There is a blank space in me where a society used to be. I am kneeling before you. It is the job of its thinkers to keep a society’s mind healthy. I see the good Germans smiling at us. I see the moments history never recorded, the darkest ones there are, in which madness and death collide, about which we will never have full knowledge, and thus little understanding of their emotions, truths, and meanings, as something I didn’t used to before. The most revelatory ones of all. A mind implodes, and nails claw against the shuddering steel, heading to the depths. These are the thoughts I think and the feelings I have as everything collapses. This is my quiet despair.

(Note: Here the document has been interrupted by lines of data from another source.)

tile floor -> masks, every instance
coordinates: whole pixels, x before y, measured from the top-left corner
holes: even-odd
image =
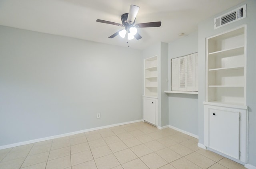
[[[140,122],[0,150],[0,169],[245,168],[198,142]]]

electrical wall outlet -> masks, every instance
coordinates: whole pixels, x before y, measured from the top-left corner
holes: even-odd
[[[100,118],[100,113],[98,113],[97,114],[97,118]]]

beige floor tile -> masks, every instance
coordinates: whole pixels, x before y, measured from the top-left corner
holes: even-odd
[[[25,157],[23,157],[8,161],[2,162],[0,163],[0,169],[19,169],[24,161],[25,158]]]
[[[116,142],[121,141],[121,140],[116,136],[113,136],[104,138],[105,141],[108,144],[115,143]]]
[[[136,145],[138,145],[140,144],[142,144],[140,141],[136,138],[132,138],[127,140],[125,140],[123,141],[129,147],[134,147]]]
[[[131,149],[138,157],[144,156],[147,154],[153,153],[153,151],[151,149],[144,144],[140,144],[132,147],[131,148]]]
[[[145,133],[143,133],[140,130],[138,130],[132,131],[131,132],[130,132],[129,133],[131,134],[134,137],[138,137],[146,134]]]
[[[94,161],[91,160],[72,166],[72,169],[97,169],[97,167]]]
[[[112,131],[108,131],[104,133],[100,133],[100,135],[103,138],[110,137],[113,136],[116,136],[116,134],[115,134],[115,133]]]
[[[226,158],[224,158],[222,160],[218,162],[219,164],[221,164],[224,166],[230,169],[246,169],[242,165],[237,163],[233,161],[228,159]]]
[[[146,143],[144,144],[153,150],[153,151],[158,151],[166,147],[166,146],[164,145],[161,144],[156,140],[154,140],[148,143]]]
[[[71,155],[71,165],[76,165],[93,159],[90,150],[80,152]]]
[[[41,144],[36,146],[34,145],[30,151],[28,155],[50,151],[51,146],[52,143]]]
[[[122,133],[121,134],[117,134],[118,137],[122,140],[129,139],[129,138],[133,138],[134,137],[131,134],[128,133]]]
[[[48,156],[49,152],[46,152],[28,156],[22,164],[22,168],[47,161]]]
[[[121,164],[138,158],[138,157],[130,149],[120,151],[114,154]]]
[[[166,161],[154,153],[142,157],[140,159],[150,169],[156,169],[168,163]]]
[[[123,168],[122,165],[118,165],[118,166],[112,168],[111,169],[124,169],[124,168]]]
[[[17,150],[15,151],[10,151],[2,160],[2,162],[8,161],[27,156],[29,152],[27,149],[24,151]]]
[[[74,134],[74,135],[72,135],[70,136],[70,139],[72,139],[73,138],[76,138],[78,137],[85,136],[85,134],[84,133],[79,133],[79,134]]]
[[[26,167],[24,168],[21,168],[21,169],[45,169],[46,165],[46,162],[39,163],[34,165]]]
[[[89,145],[91,149],[107,145],[103,139],[101,138],[96,140],[90,141],[88,142]]]
[[[0,154],[6,154],[9,153],[12,148],[6,148],[5,149],[0,149]]]
[[[84,134],[85,134],[85,136],[86,136],[86,138],[88,136],[89,136],[89,135],[91,135],[92,134],[99,134],[99,132],[98,130],[91,131],[90,132],[88,132],[84,133]]]
[[[162,134],[162,133],[159,132],[159,131],[150,133],[149,134],[148,134],[148,135],[155,140],[159,139],[160,138],[163,138],[166,137],[165,136]]]
[[[122,133],[126,133],[127,131],[123,128],[119,128],[112,130],[116,134],[122,134]]]
[[[168,148],[156,151],[156,153],[168,163],[170,163],[182,157],[181,155]]]
[[[51,160],[67,155],[70,155],[70,147],[52,150],[50,152],[48,160]]]
[[[20,145],[20,146],[15,147],[12,148],[12,149],[11,150],[10,152],[11,153],[11,152],[13,152],[17,151],[26,151],[26,152],[29,151],[30,150],[30,149],[31,149],[31,148],[32,148],[32,147],[33,147],[33,145],[34,145],[34,143],[32,143],[32,144],[26,144],[26,145]]]
[[[86,142],[87,142],[87,140],[86,136],[77,137],[72,139],[70,139],[70,145],[74,145]]]
[[[70,156],[47,161],[46,169],[64,169],[71,167]]]
[[[212,165],[210,167],[208,168],[208,169],[228,169],[228,168],[224,167],[220,164],[216,163],[213,165]]]
[[[108,145],[108,146],[113,153],[128,148],[128,147],[122,141]]]
[[[192,138],[191,136],[189,136],[189,137],[188,137],[184,136],[183,135],[180,134],[175,134],[174,135],[170,136],[168,136],[168,137],[173,140],[174,140],[179,143],[185,141],[190,138]]]
[[[52,140],[52,143],[54,143],[56,142],[65,142],[68,140],[70,140],[70,136],[62,137],[59,138],[56,138],[53,139]]]
[[[122,165],[124,169],[149,169],[149,168],[140,159],[125,163]]]
[[[165,165],[159,168],[158,169],[176,169],[174,167],[171,165],[170,164],[168,164],[167,165]]]
[[[178,159],[170,164],[177,169],[202,169],[184,157]]]
[[[101,135],[99,133],[89,135],[86,135],[86,135],[88,141],[91,141],[102,138]]]
[[[157,140],[157,141],[166,147],[170,147],[178,144],[177,142],[172,140],[168,137],[160,138]]]
[[[94,159],[112,153],[112,151],[108,145],[92,149],[91,151]]]
[[[132,126],[125,127],[124,128],[124,129],[127,132],[130,132],[132,131],[136,130],[138,130],[137,128]]]
[[[144,135],[143,136],[140,136],[138,137],[136,137],[136,138],[143,143],[147,143],[153,140],[154,140],[154,139],[152,138],[148,135]]]
[[[120,165],[113,154],[102,157],[94,161],[98,169],[109,169]]]
[[[185,158],[203,169],[207,169],[215,162],[196,152],[185,157]]]
[[[34,147],[38,145],[42,145],[43,144],[52,144],[52,143],[53,140],[48,140],[43,141],[42,141],[37,142],[34,144]]]
[[[215,162],[218,162],[224,158],[223,156],[219,155],[215,153],[202,149],[200,149],[197,151],[196,152],[205,156],[208,159],[211,159]]]
[[[182,156],[186,155],[193,152],[193,150],[180,144],[177,144],[169,147],[169,148]]]
[[[54,149],[59,149],[61,148],[66,147],[69,147],[70,146],[70,141],[69,140],[64,139],[63,141],[55,141],[52,143],[51,150]]]
[[[195,138],[190,139],[185,141],[183,141],[180,143],[180,144],[182,144],[190,149],[195,151],[201,149],[201,148],[197,146],[198,142],[198,139]]]
[[[81,144],[76,144],[70,147],[71,154],[75,154],[80,152],[90,149],[88,143],[86,142]]]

Is this where we are? Is this who we are? How do we talk about it? How does this feel? Where does it end? It would be easier for us both to keep lying to each other. Should we? Me? Never felt better! Check out my self-care routine! I’m walking tall! Did you chuckle? Shall we all keep looking out the window, desperately, or texting each other: hey, the plane is crashing! Dude, we’re on the same flight. Go ahead, chuckle again.

Lies are the lead weights of the soul. Let us drop them now. We are sinking anyways. And be true so much it hurts. Doesn’t it hurt, so, so painfully much anyways, losing not just a future, but watching a nation lose its mind, its bearings, and burning itself to ashes? Isn’t this the only way it will ever hurt less?

Maybe I’m wrong. Does it matter if I am? Even Ezra Klein’s now telling us that “all this is wrong,” and at this point, it sounds about as fitting a sentence as saying “Once, a man named George Orwell wrote a book.” LOL, just kill me. Death and madness. You and me. Us and existence. The final moments. We’re only ever one heartbeat away. From all this. And from each other.

It is all I have left to give you. It is all we have ever had to give each other.